Things don't get fantastically better for me. A long conversation at the travel permit office ends:
"You don't need a permit to go to Wadi Halfa".
'So can I stop off along the way?" I ask. "I'd like to see the pyramids at Meroe, Atbara perhaps, the World Heritage Site at Kerima, maybe the ruins at Nuri if I have time, then Dongola. Ideally I'd like to visit Port Sudan and Suakin on the Red Sea coast too."
"No. No stopping. Straight to Wadi Halfa." Its almost as if they don't want me here. Truth is, they probably don't. An independent traveller is just a pain. They keep insisting on seeing things. No one seems to think I might like to visit the country I'm transitting through. And therein lies the problem. My only reason officially for being in Sudan is to get to Egypt, via Wadi Halfa on the border. Here I am not a tourist. And while the West is suspicious and critical of the Sudanese government, why shouldn't the Sudanese government make life difficult for Westerners? The rules for the permits I require seem to vastly differ depending on the person I was talking to. I shall have to content myself with being beside some water at least, the Nile, until Egypt.
It feels like I've stopped travelling; that all I'm doing is leapfrogging from capital to capital: Nairobi, Addis, Khartoum, into Egypt. It feels less like I'm travelling than fulfilling a series of officious requirements.
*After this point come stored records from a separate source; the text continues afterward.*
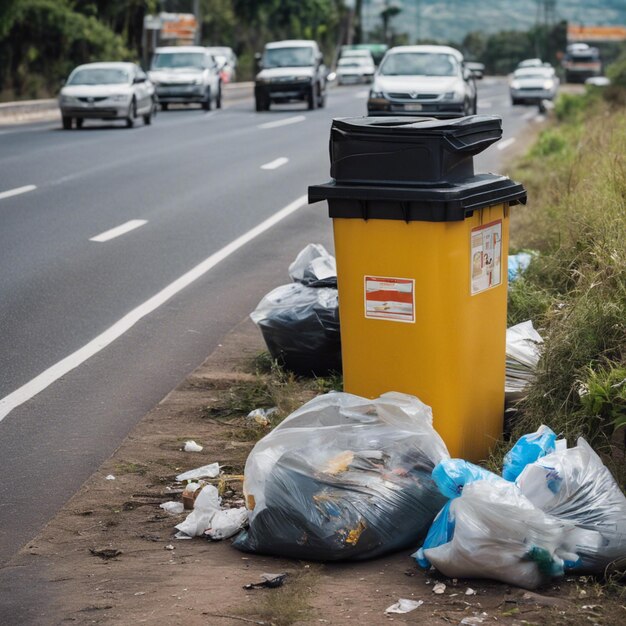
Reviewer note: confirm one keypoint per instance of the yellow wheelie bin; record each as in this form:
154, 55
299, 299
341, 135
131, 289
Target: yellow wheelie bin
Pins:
421, 245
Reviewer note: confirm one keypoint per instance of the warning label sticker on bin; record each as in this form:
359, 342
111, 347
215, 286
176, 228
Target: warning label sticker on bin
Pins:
390, 298
486, 257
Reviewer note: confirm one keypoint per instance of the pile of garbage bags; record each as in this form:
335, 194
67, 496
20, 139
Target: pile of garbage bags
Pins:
300, 321
523, 349
555, 510
344, 478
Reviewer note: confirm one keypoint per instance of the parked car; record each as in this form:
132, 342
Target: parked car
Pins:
533, 85
106, 91
186, 74
226, 60
423, 80
291, 71
355, 69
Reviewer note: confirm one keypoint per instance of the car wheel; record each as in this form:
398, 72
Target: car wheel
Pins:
312, 98
218, 100
206, 103
132, 114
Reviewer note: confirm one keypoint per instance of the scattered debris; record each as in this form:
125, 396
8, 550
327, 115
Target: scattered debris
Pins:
404, 606
262, 416
439, 588
206, 471
105, 553
173, 508
269, 581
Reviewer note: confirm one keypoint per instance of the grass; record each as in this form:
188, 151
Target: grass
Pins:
575, 288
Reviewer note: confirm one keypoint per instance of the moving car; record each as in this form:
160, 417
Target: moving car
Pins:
186, 74
291, 71
355, 69
533, 85
106, 91
226, 60
423, 80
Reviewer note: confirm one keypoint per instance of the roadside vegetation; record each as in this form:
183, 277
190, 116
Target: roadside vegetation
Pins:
575, 288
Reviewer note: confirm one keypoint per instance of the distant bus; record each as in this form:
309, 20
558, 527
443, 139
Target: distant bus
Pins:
377, 49
580, 62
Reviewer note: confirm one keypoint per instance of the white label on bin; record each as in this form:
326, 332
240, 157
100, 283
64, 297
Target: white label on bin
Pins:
390, 298
486, 257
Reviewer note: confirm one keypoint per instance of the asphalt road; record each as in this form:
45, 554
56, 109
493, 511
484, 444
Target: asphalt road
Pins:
97, 332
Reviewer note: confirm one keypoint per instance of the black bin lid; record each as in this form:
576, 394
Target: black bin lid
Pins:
401, 150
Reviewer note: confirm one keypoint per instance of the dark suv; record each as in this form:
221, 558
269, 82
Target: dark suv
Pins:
291, 71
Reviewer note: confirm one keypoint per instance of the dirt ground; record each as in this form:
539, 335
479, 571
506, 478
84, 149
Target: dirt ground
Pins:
201, 582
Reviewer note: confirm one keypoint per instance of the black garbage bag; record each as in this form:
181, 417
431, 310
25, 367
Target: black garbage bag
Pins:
344, 478
300, 326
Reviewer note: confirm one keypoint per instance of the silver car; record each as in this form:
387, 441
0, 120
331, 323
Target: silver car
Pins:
107, 91
532, 85
423, 80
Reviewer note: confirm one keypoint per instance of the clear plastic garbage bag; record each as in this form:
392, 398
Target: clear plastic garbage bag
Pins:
574, 485
499, 534
527, 449
315, 267
344, 478
300, 326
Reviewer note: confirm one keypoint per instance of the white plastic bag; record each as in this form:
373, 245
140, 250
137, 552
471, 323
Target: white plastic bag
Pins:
500, 534
523, 350
314, 267
575, 485
344, 478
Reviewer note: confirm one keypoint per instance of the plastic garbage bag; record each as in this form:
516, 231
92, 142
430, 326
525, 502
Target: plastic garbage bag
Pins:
499, 534
528, 449
300, 326
450, 476
314, 267
575, 485
344, 478
518, 264
523, 350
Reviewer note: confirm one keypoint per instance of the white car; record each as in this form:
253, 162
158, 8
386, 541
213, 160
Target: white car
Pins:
186, 74
106, 91
423, 80
533, 85
355, 69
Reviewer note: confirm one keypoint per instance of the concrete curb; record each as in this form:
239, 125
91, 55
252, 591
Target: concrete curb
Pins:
48, 109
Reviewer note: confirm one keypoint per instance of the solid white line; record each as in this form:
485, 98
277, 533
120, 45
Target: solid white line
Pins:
506, 143
17, 191
284, 122
122, 229
53, 373
276, 163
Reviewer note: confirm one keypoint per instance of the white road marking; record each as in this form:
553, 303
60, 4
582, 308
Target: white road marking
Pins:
284, 122
122, 229
56, 371
276, 163
506, 143
17, 191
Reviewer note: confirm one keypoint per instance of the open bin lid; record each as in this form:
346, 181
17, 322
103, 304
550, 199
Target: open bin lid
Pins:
408, 150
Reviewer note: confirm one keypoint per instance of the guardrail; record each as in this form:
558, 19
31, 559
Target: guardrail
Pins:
33, 110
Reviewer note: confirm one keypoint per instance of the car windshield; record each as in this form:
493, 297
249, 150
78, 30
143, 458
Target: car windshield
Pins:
288, 57
419, 64
99, 76
177, 60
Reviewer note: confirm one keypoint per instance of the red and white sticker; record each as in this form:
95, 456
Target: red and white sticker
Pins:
486, 257
390, 298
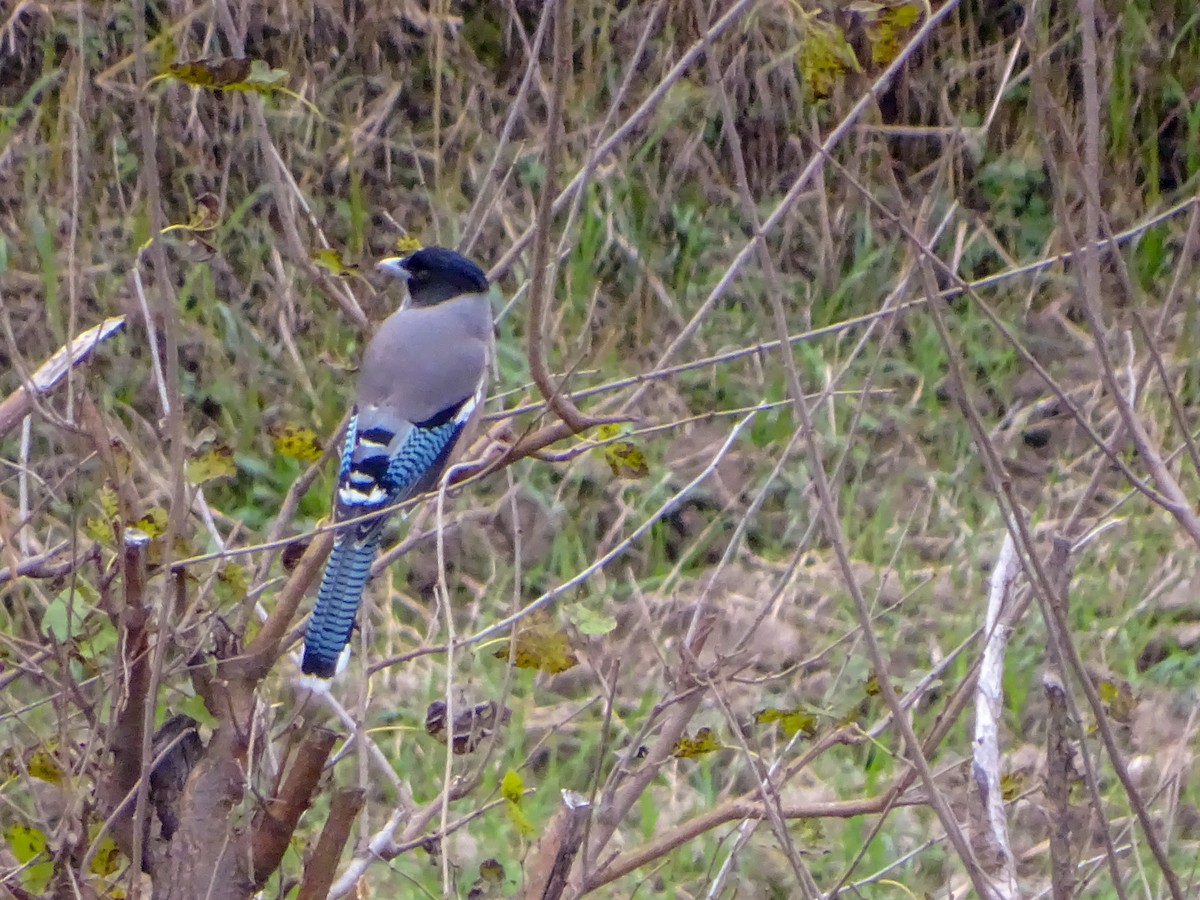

I follow the Nile for a short stretch where somebody thoughtfully planted shade-giving trees 100 years ago. It can hardly be called a river here, where the Blue and White Niles merge, despite the force with which the Blue Nile tumbled over the rocks at its falls in Ethiopia. It moves so sluggishly I can barely see its direction of flow, and reeds grow in its middle.
I have a week in Khartoum before I can move on. The Wadi Halfa ferry to Aswan (Egypt) leaves once weekly.Being at the travel permit office for so long meant I missed the first I could have caught. There is no point in reaching Wadi Halfa early; I'm told the ferry is Wadi Halfa.